This time around, though, India have more batting firepower, more options through the middle overs, and more variation in their attack, but the defending champions will take some beating, especially with Buttler and his new opening partner Phil Salt both in blistering form.

England are two games away from becoming the first men’s team to retain a T20 World Cup.

India have not won this tournament since its inception back in 2007, and are searching for their first World Cup win in any format since 2011.

The Venue

The Guyana National Stadium is a 20,000-seater venue on the outskirts of Georgetown, situated just off the banks of the Demerara River and a few kilometres from the coast.

This is the sixth and final game to be held at the venue during the tournament, with the previous five all coming in Group C during the first-round stage. Spinners have been quite effective on the ground, but there’s also been a bit in the surface for the quicks, with the highest score across the five games being Afghanistan’s 183/5 against Uganda.

How They Got Here

India have won every game they’ve been able to compete in, with the only dropped points coming from the abandoned fixture against Canada at a rain-soaked Lauderhill.

Impressive wins over Bangladesh, Afghanistan and Australia secured their spot in the knockout stages as the winners of Group 1 in the Super Eight.

England, by contrast, have got here the hard way.

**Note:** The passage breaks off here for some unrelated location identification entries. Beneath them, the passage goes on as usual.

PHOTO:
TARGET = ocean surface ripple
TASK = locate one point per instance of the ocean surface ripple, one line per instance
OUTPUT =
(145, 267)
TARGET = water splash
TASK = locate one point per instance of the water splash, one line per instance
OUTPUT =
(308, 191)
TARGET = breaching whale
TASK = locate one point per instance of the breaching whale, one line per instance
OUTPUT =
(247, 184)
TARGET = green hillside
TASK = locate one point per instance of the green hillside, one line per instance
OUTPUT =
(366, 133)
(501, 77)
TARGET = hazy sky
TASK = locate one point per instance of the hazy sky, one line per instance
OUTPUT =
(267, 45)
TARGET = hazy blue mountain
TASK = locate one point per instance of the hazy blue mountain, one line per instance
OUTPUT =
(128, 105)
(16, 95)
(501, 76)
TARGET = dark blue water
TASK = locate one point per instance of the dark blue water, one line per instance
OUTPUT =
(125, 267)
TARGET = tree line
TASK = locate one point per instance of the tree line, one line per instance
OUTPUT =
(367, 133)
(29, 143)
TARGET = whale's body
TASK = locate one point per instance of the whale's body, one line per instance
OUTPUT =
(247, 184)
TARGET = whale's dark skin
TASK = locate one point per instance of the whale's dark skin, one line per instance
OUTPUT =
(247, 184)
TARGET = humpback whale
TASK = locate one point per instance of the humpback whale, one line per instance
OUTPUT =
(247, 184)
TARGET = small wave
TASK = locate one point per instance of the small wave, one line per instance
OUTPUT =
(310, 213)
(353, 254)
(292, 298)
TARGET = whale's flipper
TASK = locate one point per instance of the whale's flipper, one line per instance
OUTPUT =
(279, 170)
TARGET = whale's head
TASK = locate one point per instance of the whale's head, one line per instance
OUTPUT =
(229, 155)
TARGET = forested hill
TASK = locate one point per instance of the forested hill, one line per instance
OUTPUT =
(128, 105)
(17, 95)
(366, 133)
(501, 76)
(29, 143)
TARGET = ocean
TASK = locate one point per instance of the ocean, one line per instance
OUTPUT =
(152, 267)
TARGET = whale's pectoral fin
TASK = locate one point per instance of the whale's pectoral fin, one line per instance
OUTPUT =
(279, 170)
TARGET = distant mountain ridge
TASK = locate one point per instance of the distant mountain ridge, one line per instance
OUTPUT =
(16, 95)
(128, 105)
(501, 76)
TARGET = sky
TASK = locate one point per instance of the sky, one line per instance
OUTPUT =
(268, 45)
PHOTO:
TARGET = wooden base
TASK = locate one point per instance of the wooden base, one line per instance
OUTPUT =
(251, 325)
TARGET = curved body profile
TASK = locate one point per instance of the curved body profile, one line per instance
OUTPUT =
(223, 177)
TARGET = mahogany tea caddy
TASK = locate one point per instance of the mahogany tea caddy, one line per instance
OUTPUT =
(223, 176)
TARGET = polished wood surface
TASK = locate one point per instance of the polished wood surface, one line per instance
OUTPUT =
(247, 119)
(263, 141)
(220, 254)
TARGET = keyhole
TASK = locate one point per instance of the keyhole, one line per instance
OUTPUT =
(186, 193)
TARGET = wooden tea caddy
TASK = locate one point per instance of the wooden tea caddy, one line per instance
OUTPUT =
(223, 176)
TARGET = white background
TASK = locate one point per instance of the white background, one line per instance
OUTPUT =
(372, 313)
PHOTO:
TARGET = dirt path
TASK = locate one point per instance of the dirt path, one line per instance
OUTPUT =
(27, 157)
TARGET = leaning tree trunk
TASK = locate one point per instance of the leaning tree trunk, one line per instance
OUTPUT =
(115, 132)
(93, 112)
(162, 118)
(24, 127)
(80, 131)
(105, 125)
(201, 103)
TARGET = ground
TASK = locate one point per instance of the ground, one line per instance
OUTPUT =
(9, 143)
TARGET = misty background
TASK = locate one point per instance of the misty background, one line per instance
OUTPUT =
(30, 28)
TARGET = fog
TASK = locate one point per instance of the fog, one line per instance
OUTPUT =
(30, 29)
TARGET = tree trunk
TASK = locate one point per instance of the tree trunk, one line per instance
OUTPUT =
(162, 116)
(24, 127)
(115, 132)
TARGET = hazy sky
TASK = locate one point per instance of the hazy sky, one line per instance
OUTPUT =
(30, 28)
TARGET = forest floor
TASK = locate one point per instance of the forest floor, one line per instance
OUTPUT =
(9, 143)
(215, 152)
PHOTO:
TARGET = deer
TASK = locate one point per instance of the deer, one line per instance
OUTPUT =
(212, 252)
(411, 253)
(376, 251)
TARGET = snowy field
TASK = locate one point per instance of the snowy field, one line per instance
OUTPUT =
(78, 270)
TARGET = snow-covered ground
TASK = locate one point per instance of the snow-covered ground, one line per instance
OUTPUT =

A rained-off match against Scotland was followed by a loss to Australia right at the start of their campaign, leaving them needing huge wins and favours from elsewhere to reach the Super Eights. But they managed just that, qualifying ahead of Scotland on Net Run Rate.

And in the Super Eight, a loss to South Africa meant England were sweating somewhat, despite already having comfortably beaten hosts West Indies.

That win, and the nature of it, proved important, giving them a significant Net Run Rate advantage that they boosted further with a hammering of the USA to effectively qualify with a game to spare.

South Africa’s victory over West Indies consigned them to second spot in the group, sending them to this semi-final rather than being the top seed in semi-final 1.

The Squads

India squad: Rohit Sharma (c), Hardik Pandya, Yashasvi Jaiswal, Virat Kohli, Suryakumar Yadav, Rishabh Pant, Sanju Samson, Shivam Dube, Ravindra Jadeja, Axar Patel, Kuldeep Yadav, Yuzvendra Chahal, Arshdeep Singh, Jasprit Bumrah, Mohd. Siraj.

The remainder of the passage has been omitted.